In [65]:
import tensorflow as tf
print(tf.__version__)

2.18.0


In [66]:
import torch
import torch.nn as nn

In [67]:
#GELU Activation function
class GELU(nn.Module):
    def __init__(self,):
        super().__init__()
    def forward(self, x):
        return 0.5*x*(1+torch.tanh(torch.sqrt(torch.tensor(2.0/torch.pi))*(x+0.0447*torch.pow(x,3))))

In [68]:
#Feed Forward Neural network
class FeedForward(nn.Module):
    def __init__(self, cfg):
        super().__init__()
        self.layers = nn.Sequential(nn.Linear(cfg['emb_dim'], 4*cfg['emb_dim']), #incresing dimesion
                                    GELU(),
                                    nn.Linear(4*cfg['emb_dim'],cfg['emb_dim']))  #coming back to original dimension
    def forward(self,x):
        return self.layers(x)

In [69]:
# Layer Normalization
class LayerNorm(nn.Module):
    def __init__(self, emd_dim):
        super().__init__()
        self.eps = 1e-5
        self.scale = nn.Parameter(torch.ones(emd_dim))
        self.shift = nn.Parameter(torch.zeros(emd_dim))
    def forward(self, x):
        mean = x.mean(dim = -1, keepdim =True)
        var = x.var(dim =-1, keepdim = True, unbiased= False)
        norm_x = (x-mean)/(torch.sqrt(var+self.eps))
        return self.scale*norm_x + self.shift

In [70]:
class MultiHeadAttention(nn.Module):
    def __init__(self,d_in,d_out,context_length,dropout,num_heads,qkv_bias = False):
        super().__init__()
        assert(d_out % num_heads==0),\
            "d_out must be divisible by nums head"
        
        self.d_out = d_out
        self.num_head = num_heads
        self.head_dim = d_out//num_heads
        # self.d_in = d_in
        self.w_query = nn.Linear(d_in,d_out, bias=qkv_bias)
        self.w_key = nn.Linear(d_in,d_out, bias=qkv_bias)
        self.w_value = nn.Linear(d_in,d_out, bias=qkv_bias)

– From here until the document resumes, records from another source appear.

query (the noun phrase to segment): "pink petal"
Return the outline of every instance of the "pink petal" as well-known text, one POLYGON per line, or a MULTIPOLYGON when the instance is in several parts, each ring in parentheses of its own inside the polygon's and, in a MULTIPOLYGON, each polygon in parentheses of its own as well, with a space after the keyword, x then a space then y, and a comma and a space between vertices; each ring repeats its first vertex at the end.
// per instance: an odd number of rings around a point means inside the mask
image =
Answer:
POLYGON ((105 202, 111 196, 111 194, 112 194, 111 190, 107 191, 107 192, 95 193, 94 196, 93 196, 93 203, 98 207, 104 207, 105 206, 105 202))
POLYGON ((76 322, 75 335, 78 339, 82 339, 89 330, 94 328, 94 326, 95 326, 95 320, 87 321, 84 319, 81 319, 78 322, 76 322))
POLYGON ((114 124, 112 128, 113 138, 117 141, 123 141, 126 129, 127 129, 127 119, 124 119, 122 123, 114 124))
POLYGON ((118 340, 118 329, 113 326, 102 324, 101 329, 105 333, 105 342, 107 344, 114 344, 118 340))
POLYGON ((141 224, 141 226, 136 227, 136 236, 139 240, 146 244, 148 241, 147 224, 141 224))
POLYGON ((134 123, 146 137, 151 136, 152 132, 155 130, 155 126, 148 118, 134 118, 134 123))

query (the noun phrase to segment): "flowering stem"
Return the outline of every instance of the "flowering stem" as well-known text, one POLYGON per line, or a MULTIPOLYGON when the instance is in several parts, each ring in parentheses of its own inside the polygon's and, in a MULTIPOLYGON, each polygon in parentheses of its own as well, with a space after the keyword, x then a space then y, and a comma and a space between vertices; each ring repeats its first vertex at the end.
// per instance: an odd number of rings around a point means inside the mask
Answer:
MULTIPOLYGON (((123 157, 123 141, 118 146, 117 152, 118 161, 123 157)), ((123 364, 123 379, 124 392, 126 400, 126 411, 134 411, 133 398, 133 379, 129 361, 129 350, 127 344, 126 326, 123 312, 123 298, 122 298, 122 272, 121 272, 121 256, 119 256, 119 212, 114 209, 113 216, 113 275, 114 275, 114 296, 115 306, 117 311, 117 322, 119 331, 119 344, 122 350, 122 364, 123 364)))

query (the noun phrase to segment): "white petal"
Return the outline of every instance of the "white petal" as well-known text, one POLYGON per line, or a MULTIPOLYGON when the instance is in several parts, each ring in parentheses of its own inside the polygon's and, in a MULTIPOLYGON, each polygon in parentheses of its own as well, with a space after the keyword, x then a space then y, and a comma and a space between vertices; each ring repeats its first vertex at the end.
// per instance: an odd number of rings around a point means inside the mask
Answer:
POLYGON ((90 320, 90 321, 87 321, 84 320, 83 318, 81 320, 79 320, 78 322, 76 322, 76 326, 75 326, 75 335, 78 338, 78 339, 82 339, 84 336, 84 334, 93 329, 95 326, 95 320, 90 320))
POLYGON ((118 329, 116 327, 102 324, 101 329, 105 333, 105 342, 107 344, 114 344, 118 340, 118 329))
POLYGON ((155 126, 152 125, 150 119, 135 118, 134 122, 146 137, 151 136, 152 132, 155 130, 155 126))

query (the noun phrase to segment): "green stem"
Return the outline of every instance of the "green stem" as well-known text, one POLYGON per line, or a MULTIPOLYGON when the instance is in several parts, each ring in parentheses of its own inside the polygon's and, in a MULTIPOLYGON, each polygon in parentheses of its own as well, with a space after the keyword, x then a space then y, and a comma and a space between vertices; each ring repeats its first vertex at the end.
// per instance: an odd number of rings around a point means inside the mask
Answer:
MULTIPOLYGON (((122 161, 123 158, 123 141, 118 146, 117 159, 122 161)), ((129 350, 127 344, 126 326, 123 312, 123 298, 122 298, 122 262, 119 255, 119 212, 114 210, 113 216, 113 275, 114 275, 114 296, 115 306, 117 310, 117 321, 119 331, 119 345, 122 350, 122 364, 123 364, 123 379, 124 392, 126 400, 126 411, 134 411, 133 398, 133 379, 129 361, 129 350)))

        self.out_proj = nn.Linear(d_out, d_out)  # Linear layer to combine head outputs
        self.dropout = nn.Dropout(dropout)
        self.register_buffer('mask',torch.triu(torch.ones(context_length,context_length),diagonal=1))

    def forward(self,x):
        b,num_token,d_in = x.shape

        keys = self.w_key(x) # Shape: (b, num_tokens, d_out)
        queries = self.w_query(x)
        values = self.w_value(x)

        keys = keys.view(b,num_token,self.num_head,self.head_dim)
        queries = queries.view(b,num_token,self.num_head,self.head_dim)
        values = values.view(b,num_token,self.num_head,self.head_dim)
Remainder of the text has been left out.